His overall aim was to create a hypnotic musical piece that would cure insomnia, with Flight of the Bumblebee as the basis of this melody.



He decided to humorously dubbed this new theoretical piece as 'Fall of the Bumblebee, as he described his choice in title as being 'the idea that the bee would be slowly drifting asleep in the midst of its hectic flight, and thus begins to plummet towards the ground until he feels completely weightless in his deep slumber.'
He then further added in his personal notes, 'if this experiment proves my theory correct, I too hope that me and my patients will sleep as heavily and as weightlessly as that falling bee.'


As he made arrangements with the university to provide the funding to carry out his experiment, his wife, Joan Goodwin, helped in gathering up test subjects. She insisted to him that they did not use any of their current patients due to their already precarious mental conditions amongst their insomnia, so they agreed to test the theory out upon themselves and three close friends they would invite over; young upcoming author and English Literature student Esther Allen Drake, the state attorney of Massachusetts Henry Montague, and finally Egyptian anthropologist and archaeologist Amir Kharagosh.

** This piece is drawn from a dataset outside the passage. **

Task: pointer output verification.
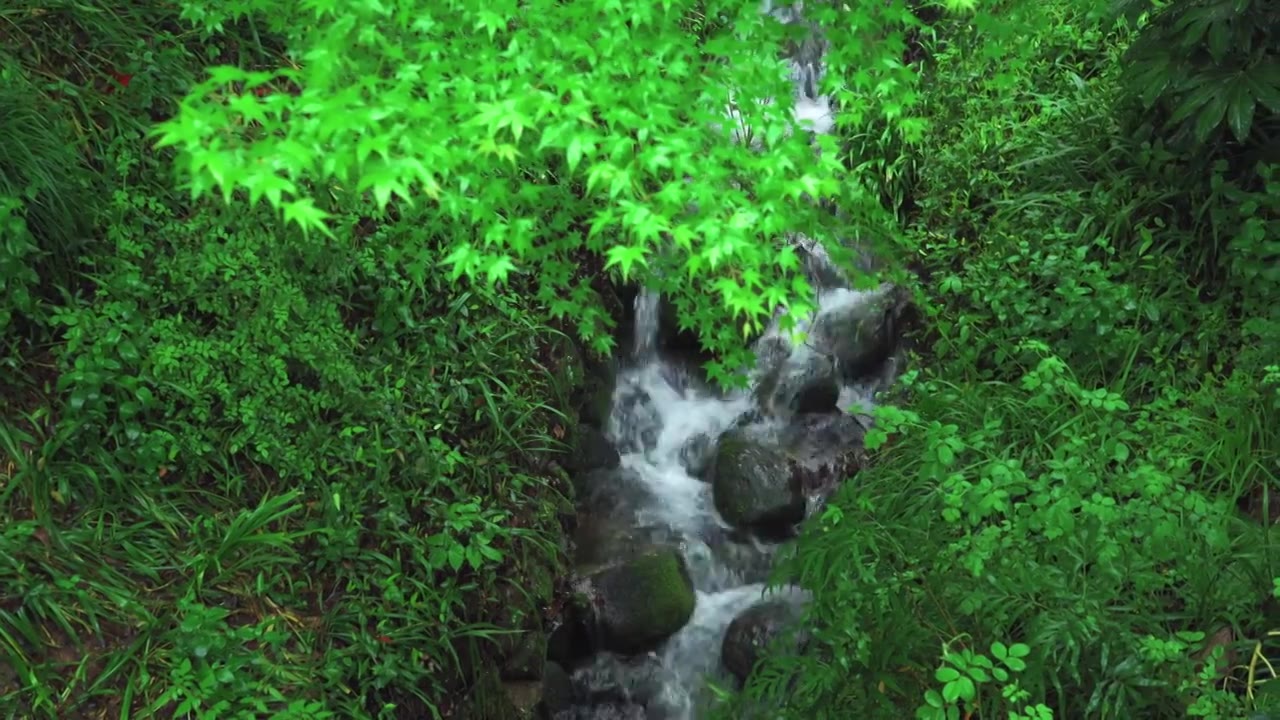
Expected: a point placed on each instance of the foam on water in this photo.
(661, 411)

As Arthur Goodwin set about to record the piece, Joan set a date for the experiment to take place; the night before Christmas Eve.


After many trials and errors, Arthur Goodwin finally concocted what he proposed was the recording of the highest quality he could, and with the aid of recording technicians he managed to slow the song considerably to about 800% slower than the previous recording. He wrote down in his notes how the session took place; he insisted to the twenty-six piece orchestra that they played the song much faster than usual upon his instruction. It took a total of four sessions until Goodwin had a recording he was happy with, but at the cost of three of the musicians fainting from sheer exhaustion.


Now being that said, no known written record of how exactly Goodwin and his technicians altered the music exists. It can only be assumed that immediately after the experiment, he destroyed his notes along with the records themselves. Only his personal journal entries and loose transcripts of himself and his companions remain as the only evidence.


Finally, on the 22nd of December 1934, Arthur and Joan Goodwin along with their three companions joined in the early holiday celebrations of dinner, wine and gossip. After the festivities had passed, at actually 9 O'clock, Arthur Goodwin insisted that they all retired early to bed. He had prepared a gramophone in each of the rooms adjacent to their beds, each with a vinyl copy of "Fall of the Bumblebee".
Each guest was spread throughout the house in a different guest room, so each person would have their own experience, with the exception of Arthur Goodwin himself and his wife, who will be in their usual bed together, to see how the song would effect a sleeping couple and if it would provide some other form of sensory stimulation when more than one person shared the same experience.

At 10 O'clock, as per instruction, each of the five persons played the gramophone and drifted off to sleep as the slow melody played.